The Absolut Fringe Festival 2012 has run its course, but before it moves the last of its furniture out of the Festival Hub, to make way for our Dublin Theatre Festival coverage tomorrow, here’s one final piece to savour. Peter Daly was one of the actors to take on the challenge of Nassim Soleimanpour’s experimental White Rabbit, Red Rabbit – here, he reflects on the experience
I am standing just off stage in the New Theatre in Temple Bar and am listening out for my name. The wonderful producer Aisling O’Brien is giving me an over-the-top introduction and I am now glad that my mother is in the audience. When I hear my name, I am to come on stage, accept a sealed envelope and begin.
I am the third of 10 performers to do this during the Absolut Fringe run of White Rabbit, Red Rabbit by Nassim Soleimanpour, and I am following some pretty big names in Irish theatre. I have heard that they were amazing; it isn’t helping my nerves.
My body is telling me how ridiculous it considers this idea by pumping adrenaline through my veins and screaming at me: “Are you out of your mind? You know nothing about this play and you are about to perform it in front of a full house. This is madness. Just walk out the back door. Go underground for a few months, a year at most. In time, people will forgive you. Some may even forget what a coward you are.”
But it is too late. I am now standing on stage, rictus smile on face, accepting the envelope from Aisling, who may or may not be saying something (I honestly can’t remember), and who then goes to sit down.
The audience is applauding. I have to assume it is my stupidity that they are celebrating.
I am now alone on stage. I give the audience a cheesy grin. I am being cheap. I am hoping I will win them over by letting them know that I know how ridiculous this proposition is and that we all know it will never work. They laugh. Never underestimate cheapness.
I much-too-carefully place the envelope beside the two glasses of water on the single small table on stage. It is a delaying tactic. I feel that until I read the first line on the first page that I won’t have really started. And if I haven’t started, I haven’t yet begun to fail.
I look at the audience again and raise an eyebrow as if to say, here we go. Again they give a small laugh. It relaxes me. It suggests that there is a chance that they want this to work as much as I do.
I see my mother sitting bang in the middle of the front row staring up at me. She is not really smiling. She is wondering what is going to happen next. Much like me I suppose.
I read the first line aloud: “Okay. So I have opened the envelope. I’ve begun to read, and I have no idea what’s going to happen.”
So far, so very accurate. This writer chap Nassim seems to know what he is about.
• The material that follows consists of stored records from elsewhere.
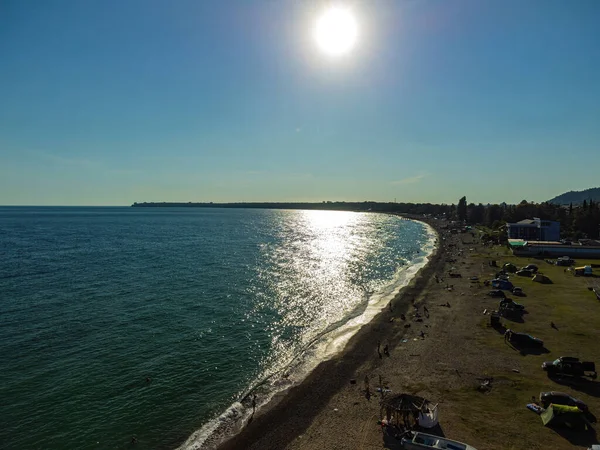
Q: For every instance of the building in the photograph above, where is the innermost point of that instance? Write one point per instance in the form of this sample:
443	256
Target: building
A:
520	247
534	229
Okay, I’ll go on.
And I do. For the next hour or so I am lucky enough to tell a compelling story to a very open and enthusiastic audience. Actually, it is a story with many stories inside. It involves rabbits, bears, ostriches and cheetahs. It is violent in parts. And it is cleverly funny in others.
Bananas become carrots. Audience members become stenographers, cameramen and time keepers. Our imaginations are ever so gently expanded.
It is skilfully constructed to slightly humiliate me, the performer, on more than one occasion. But it doesn’t allow the audience to simply passively enjoy this. The cast of this one-performer-play swells and very soon we are all implicated.
This play poses many questions. Some are direct questions to the audience who are expected to respond. My mother answers most of these quite unselfconsciously from her prime position. It’s as if we having a chat in her kitchen at home and I love her for it. Other questions suggest themselves sub-consciously and I carry them around with me in the days that follow.
Nassim wrote this play to travel the world in his place. He did this because, having refused to do military service in his country of Iran, they in turn refused him a visa. It is written so that it needs no director, no rehearsal and no set.
In each place it is performed, the actors are given a list of simple instructions. The first of which is “Do not see or read the play beforehand. Learn nothing about it.” (The second is “Prepare an ostrich impersonation.”)
From conversations I had with friends, strangers (and my mother) afterwards, the performance reaches a point when the audience no longer really sees the actor on stage, stumbling over Nassim’s words. Instead, they find themselves in the middle of a direct conversation with this young Iranian writer. Without being too dramatic, it is transcendent.
I won’t give away the ending of this amazing work. I hope that someday you might have the opportunity to see it yourself. Or even better, to perform it. And if you do, you can rest assured that more than one person will inquire after your health in the days that follow.